Prime Minister Christopher Luxon claimed there were 100 overseas-trained doctors driving Ubers who wanted to work as GPs, but when pressed for evidence, his office could only confirm that “some” doctors were driving taxis. Meanwhile, one anaesthetist with 12 years of medical experience in India, including two as a consultant specialist, was stuck working as a healthcare assistant.
The irony is savage: we imported workers for liquor stores and fast-food outlets while keeping trained doctors in Ubers. We rubber-stamped truck driver conversions that turned out to be fraudulent while rejecting skilled medical professionals. We celebrated “growth” driven by an immigration system so broken that exploitation was the business model and fraud was endemic.
This wasn’t immigration policy serving national interests—it was a lawless free-for-all where the only winners were exploitative employers and visa scammers, and the losers were both migrant workers trapped in modern slavery and New Zealanders watching their wages suppressed and working conditions deteriorate.
National’s playbook has failed spectacularly. Using mass immigration as GDP wallpaper doesn’t create genuine prosperity—it creates housing inflation, infrastructure collapse, and a society where the next generation cannot afford to live in the country they were born in.
Real economic growth requires productivity gains, innovation in high-value sectors, and sustainable investment in people and infrastructure. It requires tax reform—including the capital gains tax that the IMF and every credible economist has recommended for years—to redirect investment away from property speculation and toward productive enterprise.
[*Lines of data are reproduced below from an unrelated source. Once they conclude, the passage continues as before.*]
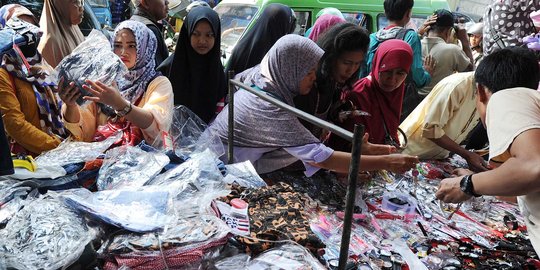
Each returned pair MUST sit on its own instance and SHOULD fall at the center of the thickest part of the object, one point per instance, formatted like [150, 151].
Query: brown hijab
[60, 37]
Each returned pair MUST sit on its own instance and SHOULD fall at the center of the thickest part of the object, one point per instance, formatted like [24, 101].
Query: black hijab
[198, 80]
[275, 21]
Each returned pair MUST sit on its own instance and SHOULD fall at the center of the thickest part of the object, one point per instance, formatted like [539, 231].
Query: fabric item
[384, 107]
[450, 58]
[162, 52]
[22, 115]
[270, 159]
[176, 257]
[322, 24]
[14, 10]
[157, 99]
[134, 83]
[420, 77]
[275, 21]
[259, 123]
[450, 109]
[276, 213]
[6, 165]
[198, 80]
[509, 113]
[510, 21]
[330, 11]
[60, 37]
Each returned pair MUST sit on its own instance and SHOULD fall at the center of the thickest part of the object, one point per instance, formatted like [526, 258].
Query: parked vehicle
[89, 22]
[238, 15]
[102, 10]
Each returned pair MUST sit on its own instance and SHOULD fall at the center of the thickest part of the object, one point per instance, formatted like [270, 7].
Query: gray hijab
[259, 123]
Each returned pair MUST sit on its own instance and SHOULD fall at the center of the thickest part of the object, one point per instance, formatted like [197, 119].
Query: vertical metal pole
[230, 141]
[351, 194]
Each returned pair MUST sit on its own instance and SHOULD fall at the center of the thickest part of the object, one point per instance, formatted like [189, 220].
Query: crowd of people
[435, 89]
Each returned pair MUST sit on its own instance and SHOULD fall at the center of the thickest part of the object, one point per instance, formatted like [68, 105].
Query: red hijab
[384, 107]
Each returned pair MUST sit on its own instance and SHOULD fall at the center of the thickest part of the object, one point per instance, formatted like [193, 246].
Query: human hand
[461, 172]
[476, 162]
[427, 24]
[450, 191]
[429, 64]
[68, 94]
[376, 149]
[400, 163]
[108, 95]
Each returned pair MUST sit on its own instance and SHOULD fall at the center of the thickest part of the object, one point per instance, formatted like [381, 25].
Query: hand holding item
[108, 95]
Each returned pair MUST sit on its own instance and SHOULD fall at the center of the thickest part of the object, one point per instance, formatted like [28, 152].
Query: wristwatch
[123, 112]
[467, 187]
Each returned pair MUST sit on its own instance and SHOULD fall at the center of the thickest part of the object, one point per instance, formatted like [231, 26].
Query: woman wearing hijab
[380, 94]
[30, 109]
[276, 21]
[142, 100]
[325, 11]
[61, 33]
[272, 138]
[196, 72]
[322, 24]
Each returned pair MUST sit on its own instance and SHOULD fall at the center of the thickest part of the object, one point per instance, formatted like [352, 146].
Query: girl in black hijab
[196, 72]
[275, 21]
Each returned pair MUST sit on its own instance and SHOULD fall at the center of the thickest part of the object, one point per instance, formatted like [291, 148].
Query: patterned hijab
[60, 37]
[36, 72]
[134, 83]
[262, 124]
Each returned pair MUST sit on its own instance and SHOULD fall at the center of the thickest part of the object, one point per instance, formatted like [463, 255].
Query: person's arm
[420, 76]
[519, 175]
[466, 46]
[476, 162]
[398, 163]
[17, 127]
[109, 95]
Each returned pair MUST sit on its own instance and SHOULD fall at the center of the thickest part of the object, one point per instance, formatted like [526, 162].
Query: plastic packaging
[92, 60]
[69, 152]
[238, 261]
[138, 210]
[183, 232]
[45, 234]
[243, 174]
[129, 166]
[288, 256]
[189, 136]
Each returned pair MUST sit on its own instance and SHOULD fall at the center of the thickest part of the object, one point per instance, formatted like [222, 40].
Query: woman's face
[475, 40]
[126, 47]
[76, 8]
[347, 64]
[389, 80]
[202, 39]
[307, 82]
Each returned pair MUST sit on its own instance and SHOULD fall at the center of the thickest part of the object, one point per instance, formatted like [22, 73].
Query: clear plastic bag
[288, 256]
[189, 136]
[129, 166]
[69, 152]
[45, 234]
[183, 233]
[138, 210]
[92, 60]
[243, 174]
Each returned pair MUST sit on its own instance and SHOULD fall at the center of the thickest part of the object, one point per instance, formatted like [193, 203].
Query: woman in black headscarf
[275, 21]
[196, 72]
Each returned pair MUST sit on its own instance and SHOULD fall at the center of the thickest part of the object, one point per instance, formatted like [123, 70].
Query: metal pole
[351, 195]
[230, 142]
[343, 133]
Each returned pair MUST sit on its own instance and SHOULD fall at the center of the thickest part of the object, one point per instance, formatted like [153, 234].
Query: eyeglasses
[78, 3]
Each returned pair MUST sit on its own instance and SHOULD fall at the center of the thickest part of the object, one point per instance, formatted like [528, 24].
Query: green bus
[238, 15]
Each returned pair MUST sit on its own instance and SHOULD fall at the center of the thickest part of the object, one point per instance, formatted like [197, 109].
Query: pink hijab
[322, 24]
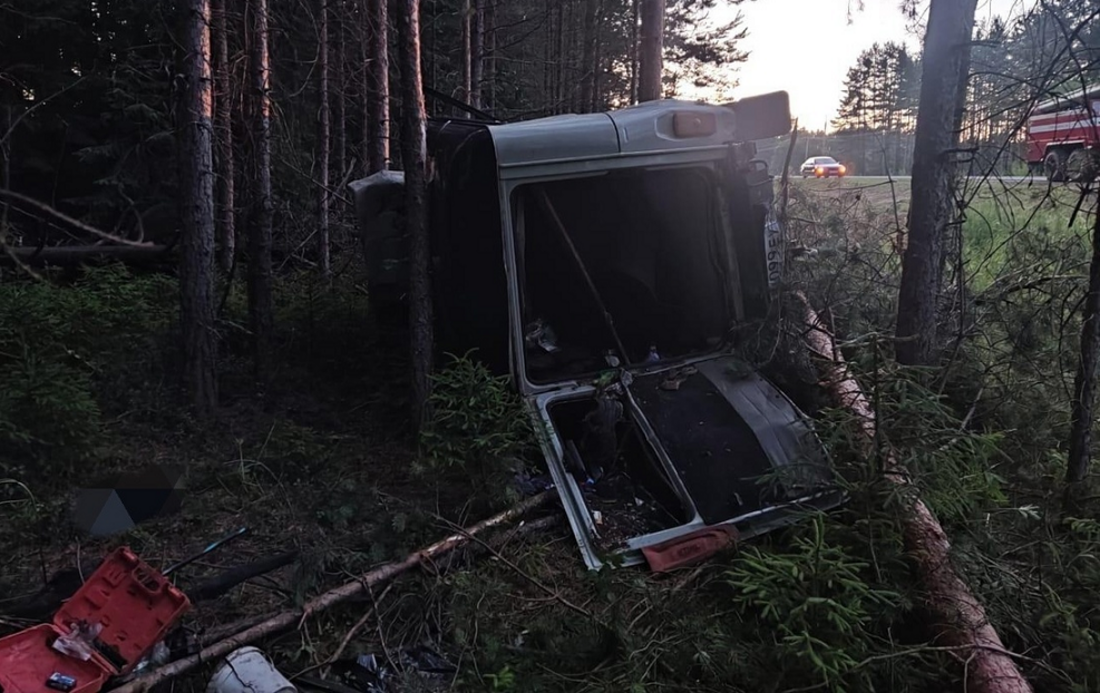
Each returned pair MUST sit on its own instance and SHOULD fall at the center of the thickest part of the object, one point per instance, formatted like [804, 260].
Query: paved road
[1036, 179]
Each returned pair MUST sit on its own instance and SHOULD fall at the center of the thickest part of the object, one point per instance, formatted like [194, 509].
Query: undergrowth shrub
[66, 351]
[822, 605]
[479, 426]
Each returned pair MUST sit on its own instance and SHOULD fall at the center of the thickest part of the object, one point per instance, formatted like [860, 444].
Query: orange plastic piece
[691, 548]
[132, 603]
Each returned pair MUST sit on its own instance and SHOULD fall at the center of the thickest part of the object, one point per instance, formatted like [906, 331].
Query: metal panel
[561, 138]
[650, 127]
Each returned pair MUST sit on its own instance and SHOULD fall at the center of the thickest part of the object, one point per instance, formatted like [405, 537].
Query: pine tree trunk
[1080, 436]
[261, 303]
[196, 266]
[223, 140]
[325, 138]
[560, 73]
[650, 58]
[548, 41]
[488, 69]
[341, 64]
[476, 52]
[943, 90]
[466, 52]
[414, 157]
[598, 99]
[589, 56]
[634, 51]
[376, 95]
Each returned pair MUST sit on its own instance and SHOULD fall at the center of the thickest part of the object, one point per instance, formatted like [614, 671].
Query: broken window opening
[653, 244]
[625, 486]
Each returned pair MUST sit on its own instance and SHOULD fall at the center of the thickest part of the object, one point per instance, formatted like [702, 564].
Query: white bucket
[248, 670]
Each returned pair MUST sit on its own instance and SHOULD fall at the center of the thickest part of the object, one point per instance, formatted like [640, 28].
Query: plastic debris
[371, 673]
[78, 642]
[61, 682]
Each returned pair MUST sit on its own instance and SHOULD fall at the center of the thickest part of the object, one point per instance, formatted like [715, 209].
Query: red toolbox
[122, 611]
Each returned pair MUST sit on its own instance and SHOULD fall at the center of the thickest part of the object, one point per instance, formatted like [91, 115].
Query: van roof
[641, 129]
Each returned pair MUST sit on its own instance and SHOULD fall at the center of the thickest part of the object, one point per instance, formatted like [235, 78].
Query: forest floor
[319, 460]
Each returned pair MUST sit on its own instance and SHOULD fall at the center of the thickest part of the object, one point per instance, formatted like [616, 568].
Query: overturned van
[605, 263]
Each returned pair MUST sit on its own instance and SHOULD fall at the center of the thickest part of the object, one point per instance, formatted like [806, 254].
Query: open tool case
[118, 616]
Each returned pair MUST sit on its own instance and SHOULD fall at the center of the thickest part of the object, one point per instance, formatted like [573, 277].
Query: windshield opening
[645, 245]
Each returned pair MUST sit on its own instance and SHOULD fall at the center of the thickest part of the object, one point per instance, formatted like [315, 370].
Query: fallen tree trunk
[363, 583]
[74, 255]
[959, 615]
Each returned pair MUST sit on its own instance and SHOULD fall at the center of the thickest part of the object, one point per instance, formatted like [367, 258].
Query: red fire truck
[1064, 136]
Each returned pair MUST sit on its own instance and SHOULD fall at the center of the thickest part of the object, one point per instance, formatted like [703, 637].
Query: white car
[822, 167]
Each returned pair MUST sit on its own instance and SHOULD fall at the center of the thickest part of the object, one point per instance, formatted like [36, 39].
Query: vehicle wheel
[1082, 165]
[1054, 165]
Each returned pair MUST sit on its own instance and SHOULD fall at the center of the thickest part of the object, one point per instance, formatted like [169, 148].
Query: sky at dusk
[806, 46]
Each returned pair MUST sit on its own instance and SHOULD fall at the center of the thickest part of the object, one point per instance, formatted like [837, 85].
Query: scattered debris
[369, 673]
[677, 377]
[110, 625]
[287, 619]
[248, 670]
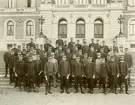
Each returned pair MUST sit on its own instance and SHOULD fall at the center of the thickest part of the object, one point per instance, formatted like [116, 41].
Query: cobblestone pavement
[15, 97]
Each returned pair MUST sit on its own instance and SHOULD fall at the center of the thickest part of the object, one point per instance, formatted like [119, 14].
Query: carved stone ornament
[20, 20]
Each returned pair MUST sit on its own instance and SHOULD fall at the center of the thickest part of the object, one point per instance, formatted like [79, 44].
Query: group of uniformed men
[80, 65]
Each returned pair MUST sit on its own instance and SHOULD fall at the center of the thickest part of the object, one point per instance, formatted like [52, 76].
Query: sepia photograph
[67, 52]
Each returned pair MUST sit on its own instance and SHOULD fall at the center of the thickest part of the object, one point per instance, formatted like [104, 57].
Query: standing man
[11, 65]
[128, 58]
[92, 44]
[104, 70]
[78, 45]
[64, 72]
[78, 73]
[59, 41]
[97, 46]
[90, 74]
[5, 57]
[105, 47]
[123, 67]
[115, 47]
[32, 44]
[114, 73]
[49, 71]
[70, 44]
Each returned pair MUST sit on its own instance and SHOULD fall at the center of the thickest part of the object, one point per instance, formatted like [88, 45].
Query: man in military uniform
[128, 58]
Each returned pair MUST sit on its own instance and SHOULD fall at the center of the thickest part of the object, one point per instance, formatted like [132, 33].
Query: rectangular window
[62, 2]
[29, 30]
[63, 30]
[29, 3]
[98, 31]
[11, 3]
[80, 31]
[132, 45]
[131, 2]
[10, 30]
[132, 29]
[9, 45]
[99, 2]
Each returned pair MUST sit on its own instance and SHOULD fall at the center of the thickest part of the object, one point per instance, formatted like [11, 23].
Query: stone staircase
[4, 82]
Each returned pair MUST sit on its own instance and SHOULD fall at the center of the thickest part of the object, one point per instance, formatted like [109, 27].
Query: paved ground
[10, 97]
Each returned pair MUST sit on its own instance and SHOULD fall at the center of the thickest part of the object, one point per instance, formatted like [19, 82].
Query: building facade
[98, 19]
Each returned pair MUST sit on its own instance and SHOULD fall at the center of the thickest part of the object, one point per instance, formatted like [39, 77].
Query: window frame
[133, 28]
[80, 35]
[31, 26]
[62, 25]
[99, 24]
[13, 26]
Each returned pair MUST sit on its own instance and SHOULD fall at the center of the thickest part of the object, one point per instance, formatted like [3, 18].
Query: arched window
[98, 28]
[132, 27]
[80, 28]
[29, 28]
[62, 28]
[10, 28]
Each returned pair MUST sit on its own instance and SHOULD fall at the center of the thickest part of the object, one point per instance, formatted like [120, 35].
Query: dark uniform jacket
[104, 70]
[85, 49]
[12, 61]
[114, 69]
[73, 65]
[123, 68]
[49, 69]
[64, 68]
[78, 71]
[70, 44]
[84, 62]
[93, 55]
[79, 46]
[30, 69]
[115, 48]
[69, 56]
[106, 49]
[90, 69]
[97, 47]
[20, 68]
[128, 59]
[92, 45]
[6, 56]
[15, 51]
[31, 44]
[38, 66]
[65, 47]
[59, 42]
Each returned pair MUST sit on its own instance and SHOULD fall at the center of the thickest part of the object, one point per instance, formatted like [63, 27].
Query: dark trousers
[129, 72]
[84, 81]
[113, 82]
[20, 80]
[90, 83]
[6, 69]
[49, 83]
[104, 83]
[124, 81]
[11, 74]
[38, 80]
[78, 81]
[31, 81]
[64, 82]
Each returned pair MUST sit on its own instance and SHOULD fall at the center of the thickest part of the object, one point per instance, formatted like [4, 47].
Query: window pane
[28, 3]
[98, 29]
[10, 28]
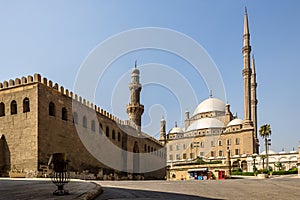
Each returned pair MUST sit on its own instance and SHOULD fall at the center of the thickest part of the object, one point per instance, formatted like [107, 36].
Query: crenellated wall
[33, 136]
[37, 78]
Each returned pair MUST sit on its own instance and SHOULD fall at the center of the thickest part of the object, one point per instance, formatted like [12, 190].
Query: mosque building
[212, 129]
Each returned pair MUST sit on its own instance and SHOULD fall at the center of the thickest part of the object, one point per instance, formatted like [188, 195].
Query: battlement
[37, 78]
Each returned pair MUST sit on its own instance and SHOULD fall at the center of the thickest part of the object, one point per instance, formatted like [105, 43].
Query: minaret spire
[163, 134]
[247, 72]
[254, 101]
[135, 109]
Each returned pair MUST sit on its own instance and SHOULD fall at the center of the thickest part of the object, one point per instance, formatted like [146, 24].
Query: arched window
[100, 128]
[2, 109]
[113, 135]
[119, 136]
[13, 107]
[51, 109]
[84, 122]
[107, 131]
[64, 114]
[93, 125]
[26, 105]
[75, 118]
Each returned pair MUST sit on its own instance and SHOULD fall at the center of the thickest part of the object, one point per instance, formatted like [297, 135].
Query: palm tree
[263, 157]
[265, 132]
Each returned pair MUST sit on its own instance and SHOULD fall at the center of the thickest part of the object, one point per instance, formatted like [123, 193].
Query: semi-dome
[209, 105]
[176, 130]
[205, 123]
[235, 122]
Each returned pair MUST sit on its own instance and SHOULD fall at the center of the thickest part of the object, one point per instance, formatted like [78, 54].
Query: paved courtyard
[283, 187]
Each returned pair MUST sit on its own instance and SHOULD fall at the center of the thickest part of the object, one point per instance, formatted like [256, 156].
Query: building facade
[212, 129]
[39, 118]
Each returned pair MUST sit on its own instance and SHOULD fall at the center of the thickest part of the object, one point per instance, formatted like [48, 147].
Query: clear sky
[55, 37]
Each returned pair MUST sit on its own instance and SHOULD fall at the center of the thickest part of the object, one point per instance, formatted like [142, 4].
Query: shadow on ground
[121, 193]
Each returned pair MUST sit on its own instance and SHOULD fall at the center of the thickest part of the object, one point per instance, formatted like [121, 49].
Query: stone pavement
[277, 187]
[40, 188]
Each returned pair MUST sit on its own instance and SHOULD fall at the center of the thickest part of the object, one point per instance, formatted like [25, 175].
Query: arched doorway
[4, 157]
[235, 165]
[244, 165]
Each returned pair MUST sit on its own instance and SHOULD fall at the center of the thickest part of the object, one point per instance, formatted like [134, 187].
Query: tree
[265, 132]
[279, 165]
[263, 157]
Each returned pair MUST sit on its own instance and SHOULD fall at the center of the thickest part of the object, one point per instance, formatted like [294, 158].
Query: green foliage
[199, 161]
[243, 173]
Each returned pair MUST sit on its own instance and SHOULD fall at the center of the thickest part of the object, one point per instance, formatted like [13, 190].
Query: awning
[198, 170]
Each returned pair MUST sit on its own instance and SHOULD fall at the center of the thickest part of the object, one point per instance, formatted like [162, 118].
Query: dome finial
[210, 94]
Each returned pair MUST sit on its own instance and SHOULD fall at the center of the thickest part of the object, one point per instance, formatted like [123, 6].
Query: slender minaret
[247, 73]
[254, 101]
[163, 135]
[134, 108]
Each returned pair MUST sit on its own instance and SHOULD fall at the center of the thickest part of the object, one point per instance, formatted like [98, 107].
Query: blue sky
[55, 37]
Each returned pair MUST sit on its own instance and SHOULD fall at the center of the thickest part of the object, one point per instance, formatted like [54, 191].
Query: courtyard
[277, 187]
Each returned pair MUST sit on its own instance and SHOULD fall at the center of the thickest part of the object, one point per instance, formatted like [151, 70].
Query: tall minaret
[254, 101]
[247, 73]
[134, 108]
[163, 135]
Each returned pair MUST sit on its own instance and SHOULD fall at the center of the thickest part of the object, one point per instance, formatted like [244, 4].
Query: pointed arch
[2, 109]
[13, 107]
[84, 121]
[107, 131]
[75, 118]
[26, 105]
[93, 125]
[64, 114]
[52, 109]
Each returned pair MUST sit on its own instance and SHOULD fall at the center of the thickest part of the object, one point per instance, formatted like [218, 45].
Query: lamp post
[60, 175]
[267, 152]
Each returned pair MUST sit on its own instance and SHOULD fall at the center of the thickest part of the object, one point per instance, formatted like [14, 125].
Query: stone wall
[299, 161]
[20, 130]
[31, 137]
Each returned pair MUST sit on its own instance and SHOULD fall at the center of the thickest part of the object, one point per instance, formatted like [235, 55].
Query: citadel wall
[52, 124]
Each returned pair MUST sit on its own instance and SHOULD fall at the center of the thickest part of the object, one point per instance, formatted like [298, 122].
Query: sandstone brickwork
[51, 124]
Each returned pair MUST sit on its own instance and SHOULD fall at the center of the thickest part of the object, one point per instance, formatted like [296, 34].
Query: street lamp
[268, 144]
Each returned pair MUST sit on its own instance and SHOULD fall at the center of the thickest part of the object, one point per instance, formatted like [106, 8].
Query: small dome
[209, 105]
[235, 122]
[176, 130]
[135, 71]
[269, 152]
[205, 123]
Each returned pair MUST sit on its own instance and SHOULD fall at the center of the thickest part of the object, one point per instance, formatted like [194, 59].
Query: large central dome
[210, 105]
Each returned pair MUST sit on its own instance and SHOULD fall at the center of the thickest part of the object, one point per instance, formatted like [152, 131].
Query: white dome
[135, 71]
[235, 122]
[269, 152]
[205, 123]
[176, 130]
[208, 105]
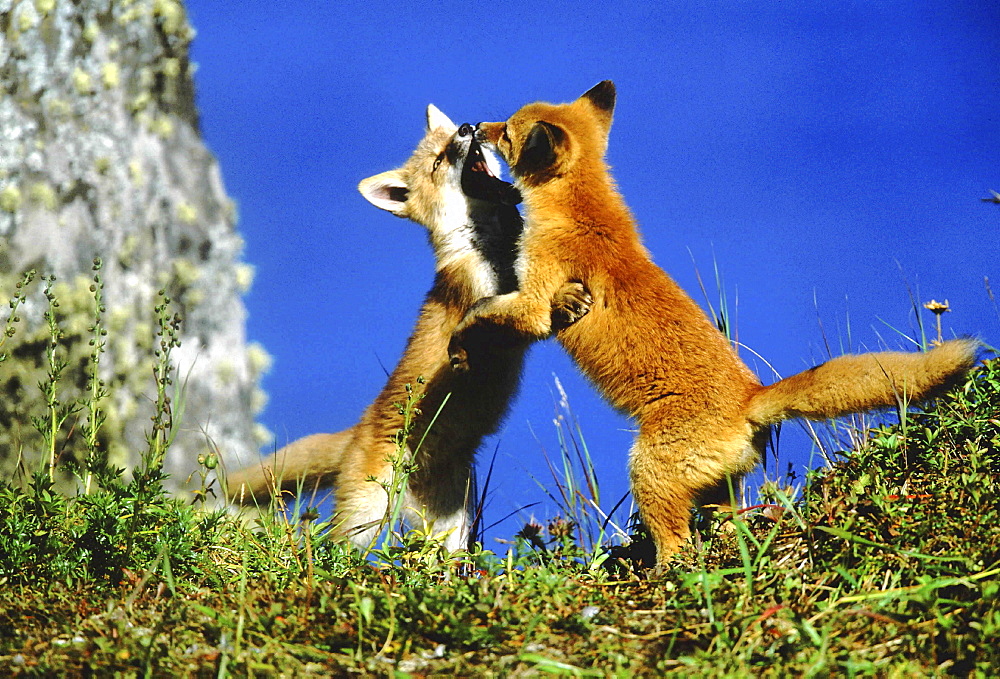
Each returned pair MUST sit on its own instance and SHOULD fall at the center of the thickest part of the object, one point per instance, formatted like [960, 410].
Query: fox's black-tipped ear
[602, 96]
[436, 119]
[539, 150]
[386, 191]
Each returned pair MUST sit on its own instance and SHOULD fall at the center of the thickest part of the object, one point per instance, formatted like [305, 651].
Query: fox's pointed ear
[539, 150]
[386, 191]
[602, 97]
[436, 119]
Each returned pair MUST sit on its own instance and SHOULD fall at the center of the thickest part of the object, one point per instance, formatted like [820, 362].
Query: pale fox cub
[703, 416]
[450, 186]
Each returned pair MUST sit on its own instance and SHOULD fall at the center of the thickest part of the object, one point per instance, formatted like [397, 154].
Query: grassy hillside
[887, 563]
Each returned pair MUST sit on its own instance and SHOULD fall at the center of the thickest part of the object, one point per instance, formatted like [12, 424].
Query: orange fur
[702, 414]
[474, 247]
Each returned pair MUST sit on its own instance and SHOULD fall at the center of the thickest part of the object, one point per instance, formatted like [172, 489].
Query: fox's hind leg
[361, 506]
[665, 498]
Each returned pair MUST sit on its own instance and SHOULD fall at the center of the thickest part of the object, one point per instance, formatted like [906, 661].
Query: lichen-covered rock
[100, 156]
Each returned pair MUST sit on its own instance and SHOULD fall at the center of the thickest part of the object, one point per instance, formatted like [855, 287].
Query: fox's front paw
[571, 303]
[457, 356]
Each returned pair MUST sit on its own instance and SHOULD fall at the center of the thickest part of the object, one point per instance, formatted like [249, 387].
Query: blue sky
[828, 158]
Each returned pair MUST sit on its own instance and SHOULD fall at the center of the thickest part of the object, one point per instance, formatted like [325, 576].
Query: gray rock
[100, 156]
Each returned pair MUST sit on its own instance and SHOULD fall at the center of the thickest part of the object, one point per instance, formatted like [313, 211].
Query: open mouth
[480, 183]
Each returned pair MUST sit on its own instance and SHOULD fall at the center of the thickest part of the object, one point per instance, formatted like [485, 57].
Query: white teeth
[481, 166]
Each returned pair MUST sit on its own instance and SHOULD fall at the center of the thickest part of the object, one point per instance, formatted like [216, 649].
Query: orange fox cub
[702, 414]
[448, 186]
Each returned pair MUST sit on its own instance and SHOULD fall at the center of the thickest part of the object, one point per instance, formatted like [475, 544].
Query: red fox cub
[450, 186]
[703, 415]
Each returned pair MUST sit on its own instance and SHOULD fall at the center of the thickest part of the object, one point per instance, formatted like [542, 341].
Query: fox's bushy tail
[855, 383]
[308, 463]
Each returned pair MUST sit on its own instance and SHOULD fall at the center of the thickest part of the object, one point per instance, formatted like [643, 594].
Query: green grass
[887, 563]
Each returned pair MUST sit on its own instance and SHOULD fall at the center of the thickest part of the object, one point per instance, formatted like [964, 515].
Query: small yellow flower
[937, 307]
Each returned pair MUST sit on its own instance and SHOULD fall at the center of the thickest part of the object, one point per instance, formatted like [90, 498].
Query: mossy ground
[887, 564]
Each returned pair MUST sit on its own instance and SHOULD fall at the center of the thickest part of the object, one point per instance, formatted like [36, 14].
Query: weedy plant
[886, 562]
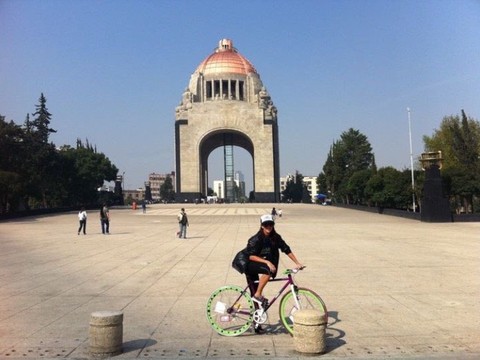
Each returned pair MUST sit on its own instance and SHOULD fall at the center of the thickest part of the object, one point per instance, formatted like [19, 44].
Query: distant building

Instead, National chose the easy option: turn on the immigration tap, watch house prices inflate, call it growth, and leave the bill for someone else to pay. We’re now paying that bill with record emigration of skilled workers, crumbling infrastructure, and a building sector addicted to perpetual population growth just to stay solvent.
The irony is cruel: National imported the failed playbook of the Global Financial Crisis to solve the Global Financial Crisis. Fifteen years later, we have the unaffordable housing, the government debt, the infrastructure deficits, and the social strain—but without the growth that was promised.
Young New Zealanders are voting with their feet. They’re leaving for countries where hard work can actually buy a house, where infrastructure keeps pace with population, and where immigration policy serves the nation’s interests rather than the property portfolios of sitting MPs.
Until we stop treating immigration as an economic tap to be cynically manipulated for short-term GDP optics, we’ll keep exporting our future while importing our problems. That’s National’s legacy: a country that grows its population but shrinks its prospects.